Utilities and Solutions Providers Continue Quest to Create Renewable Standards
Utilities and solution providers alike continue to make progress on standards for distributed energy resource management systems (DERMS). At the IEEE PES T&D Conference and Exhibition held in mid-April, I caught up with Sharon Allan, Smart Electric Power Association’s (SEPA’s) chief innovation officer, who for more than two years has led a group of utility professionals in an effort aimed at creating industry driven and agreed upon DERMS standards. These standards are meant to ensure that solution providers understand what utilities want and that utilities understand what they are getting when they purchase a DERMS.
DERMS TERMS Background
POWERGRID International first reported on this effort in its January 2018 issue in the article “Utilities Unite to Define DERMS.” The article explains how and why the DERMS initiative, coined DERMS TERMS by SEPA, got its start. In addition, it announced the release of its draft comprehensive requirements When released in November 2017, the DERMS TERMS working group asked interested parties to submit comments and feedback about the requirments.
SEPA then hosted a Grid Management Working Group at DistribuTECH in San Antonio on Jan. 22, which for the first time included solution providers. Only utility representatives attended previous meetings.

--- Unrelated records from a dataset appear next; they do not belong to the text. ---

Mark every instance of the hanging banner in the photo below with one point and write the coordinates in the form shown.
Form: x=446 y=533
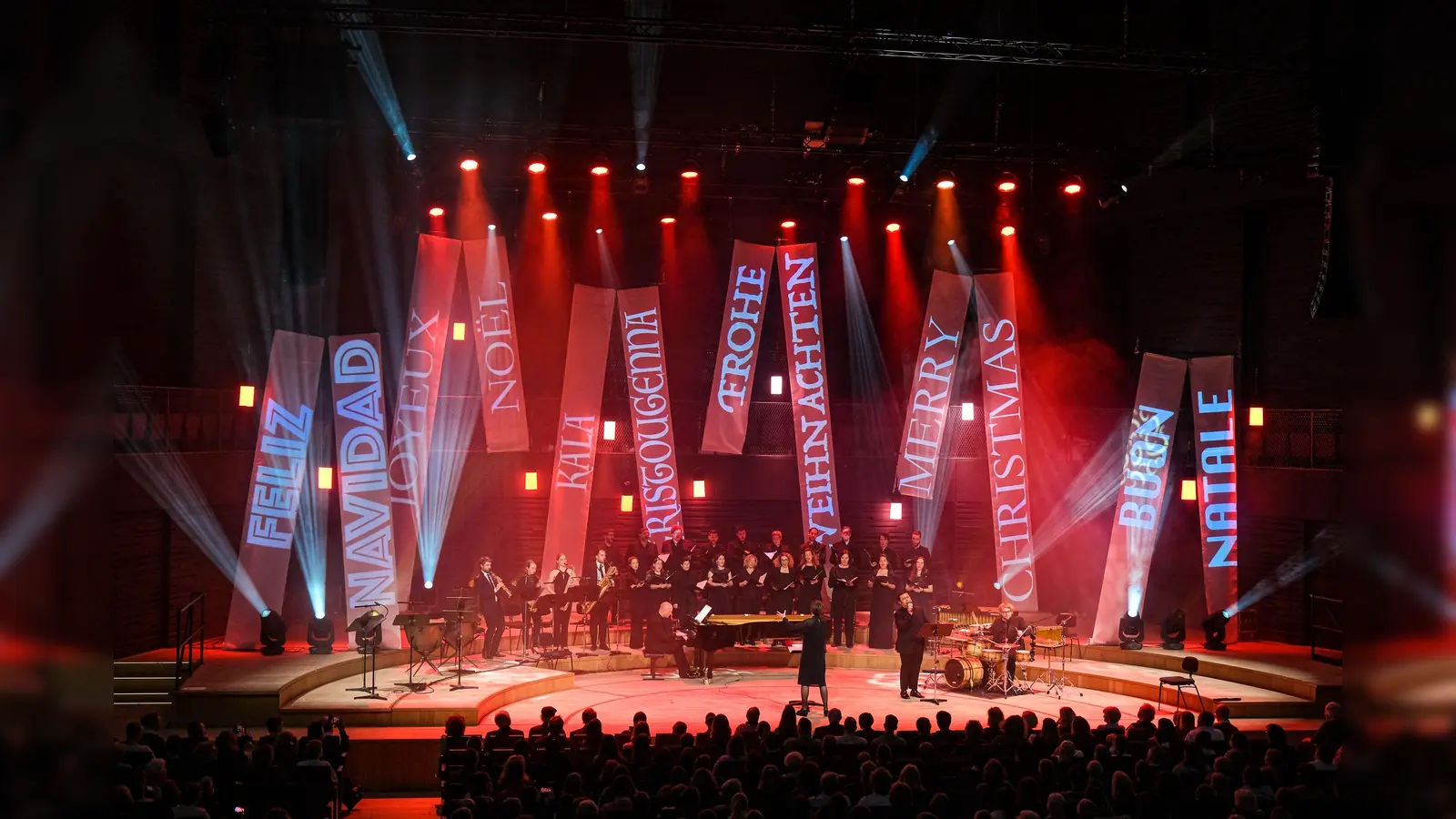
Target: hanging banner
x=727 y=420
x=652 y=410
x=1005 y=440
x=580 y=417
x=497 y=354
x=363 y=467
x=436 y=263
x=808 y=387
x=280 y=472
x=932 y=389
x=1145 y=489
x=1212 y=382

“We had about 180 people in the room at DistribuTECH during the DERMS meeting,” Allan said. “Solution providers were shocked at the number of utilities at the meeting. It escalated their interest.”
The meeting was planned to discuss the comments and feedback received about the draft requirements, but Allan explained that before that could be done, the group had to define DERMS.
“Some solution providers say they are DERMS providers, but they are really more of a demand response company. A utility would call them part of a DERMS aggregator, but not a DERMS provider. Others are offering ADMS (advanced distribution management system) and calling it DERMS.”
After much discussion, the group penned the following definition:
DERMS is a software platform with the specific function to forecast, monitor, control and coordinate distributed energy resources (DER) on the distribution electric grid system consistent with the resource management and optimization performed by a network model system.
In addition to the definition, the group created a list of functions that must be met for a system to be called a DERMS:
• Aggregates individual DERs—from single assets to grid-wide resources—to enable simplified control, monitoring and management.
• Provides simplified data presentation of the granular details of DERs assets, such as settings and performance, and presents DER capabilities as grid-related services consistent with the network model system.
• Automates individual and aggregated DERs resources by way of managing and coordinating settings and constraints, enacting DER response algorithms in conjunction with distribution management system (DMS) requirements.
• Provides operational information of individual or aggregated DER assets to the DMS.
• Provides forecasts of DERs.
Creating a definition and a list of functions is a major accomplishment, but the working group still has much more to do. Because solution providers are just beginning to offer their input, the group will spend the next few months evaluating that feedback and determining if and how it should be incorporated into the DERMS requirements.
“Since DistribuTECH, we have been convening meetings to capture their (solution providers’) input into the DERMS requirements,” Allan said.
In March, the working group began meeting every other week via conference call. The main purpose of these calls is to focus on specific requirements that were identified during the meeting convened at DistribuTECH. In addition, the group is still trying to come to a consensus on the definition of DERMS.
“Before diving into the requirements, we had to take a step back after DistrbuTECH and get consensus on a definition of DERMS,” Allan said.
While there is no consensus yet, the group is moving forward with finalizing the requirements. Allan is pleased that both utilities and solution providers remain interested and involved in the initiative.
“I’m happy that utilities have stuck with this initiative. The utilities have remained active even now that the calls are every other week, which is a big commitment,” she said. “The calls are for the solution providers, but the utilities haven’t deserted. And, they came up with the DERMS requirements.
“In fact, more utilities joined the initiative because of the meeting at DistribuTECH. Two utilities that weren’t part of what I call ‘Wave 1’ learned about the initiative at DistribuTECH and are now fully engaged,” she added. “The meeting was positive. The topic (DERMS) was timely and important.”
Future DERMS TERMS Plans
The working group has identified the focus of the bi-weekly meetings, each of which relates to requirements that were identified during the meeting that was co-located with DistribuTECH. The calendar and focus of the meetings from mid-April through June are as follows:
• April 17 Report Requirements (REP)
• May 1 Configuration Requirements (CFG)
• May 15 Control & Monitoring (CON)
• May 29 Dynamic Topology Changes (DTC)
• June 12 Contract Management (DCM)
• June 26 Energy Business Rules (EBR)
“It will take us most of the year to get through all of the requirement areas and then we will republish,” Allan said.
The various areas in review cover the following topics, which are included in the DERMS requirements:
• User Interface
• Dynamic Topology Changes
• Contract Management
• Energy Business Rules
• Constraint Management
• System-to-System Integration
• Highly Resilient Design
• Common IT Services
The DERMS TERMS working group will convene in person at SEPA’s Grid Evolution Summit to be held in Washington D.C., July 9-12. The group also plans to meet at DistribuTECH 2019 in New Orleans the week of Feb. 4, 2019.